Western Notes: D-League, Donovan, Williams

Billy Donovan‘s track record of success at the University of Florida bodes well for his chances as the Thunder‘s new coach, Joseph Goodman of The Miami Herald writes. In addition to leading his team to back-to-back championships, Donovan also has proven adept at getting his star players to remain longer than they otherwise would have, Goodman notes. The organization certainly hopes this ability will carryover to the pros, since the pending free agency of Kevin Durant in the summer of 2016 is sure to be a hot-button topic in OKC all season long in 2015/16.

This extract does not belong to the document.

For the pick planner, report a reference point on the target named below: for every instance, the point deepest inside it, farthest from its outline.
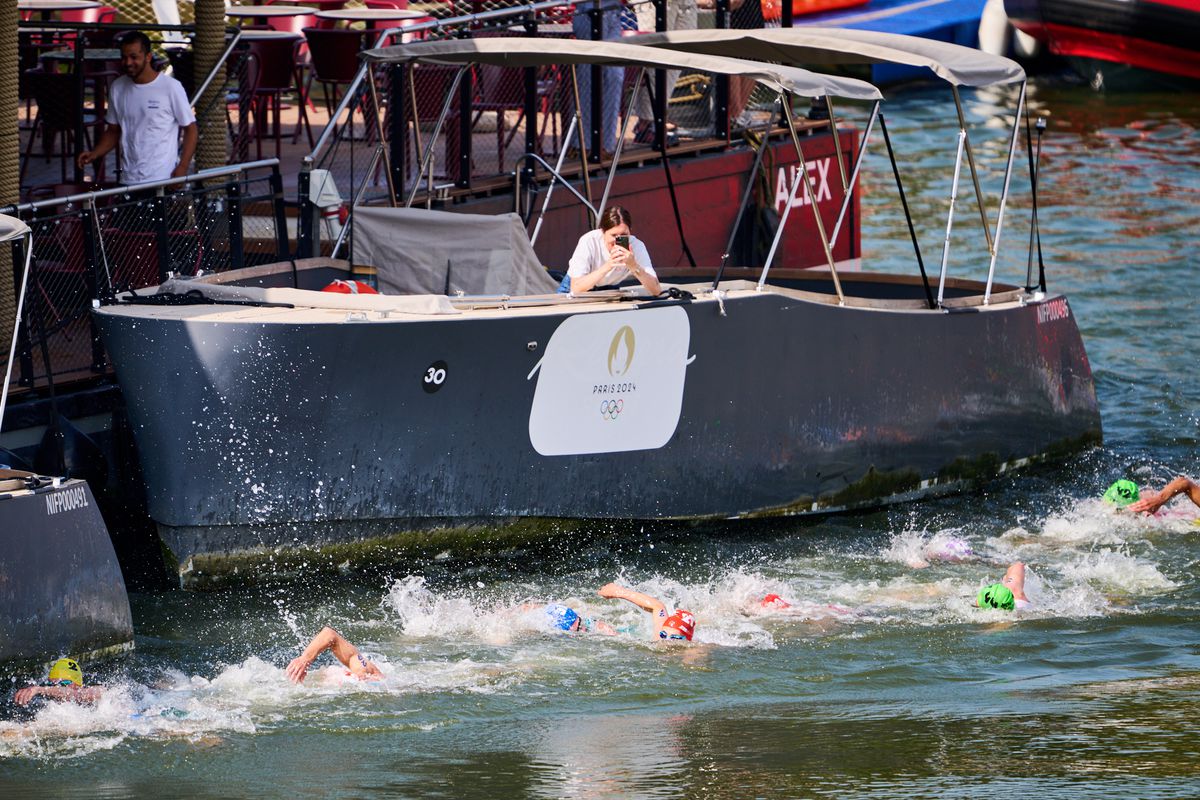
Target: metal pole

Here’s more from the Western Conference:

  • The L.A. D-Fenders, the Lakers‘ D-League affiliate, informed coach Phil Hubbard that the franchise would not be exercising its team option for him next season, Marc J. Spears of Yahoo! Sports reports (Twitter links). The D-Fenders struggled to a record of 17-33 under the first-year coach, though NBA callups for Jabari Brown, Jamaal Franklin, and Vander Blue certainly didn’t help Hubbard’s cause, Spears notes.
  • If the Nets and Deron Williams were to agree to a buyout or if the franchise waives him via the stretch provision, the point guard returning to play for the Jazz is a possibility, posits Stefan Bondy of The New York Daily News (Twitter link). Williams spent the first five and a half seasons of his career in Utah before being dealt to Brooklyn back in 2011.

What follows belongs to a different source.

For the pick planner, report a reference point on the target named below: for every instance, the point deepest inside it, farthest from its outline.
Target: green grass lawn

  • Blazers big man Chris Kaman went to Portland with the intention of being a reserve and mentoring the team’s younger big men, but injuries derailed that plan, Jabari Young of CSNNW.com writes in his review of Kaman’s season. While many players would be thrilled to become a starter, even if it was due to injuries, Kaman wasn’t a huge fan of the change, Young adds. When discussing his role change, Kaman said, “It’s not bad, but it’s not what I came here to do. I knew I came here to back up [Robin] Lopez. And that’s where I see myself and that’s where I feel comfortable.” The veteran has one year remaining on his current deal, though only $1MM of his $5,016,000 salary for 2015/16 is guaranteed.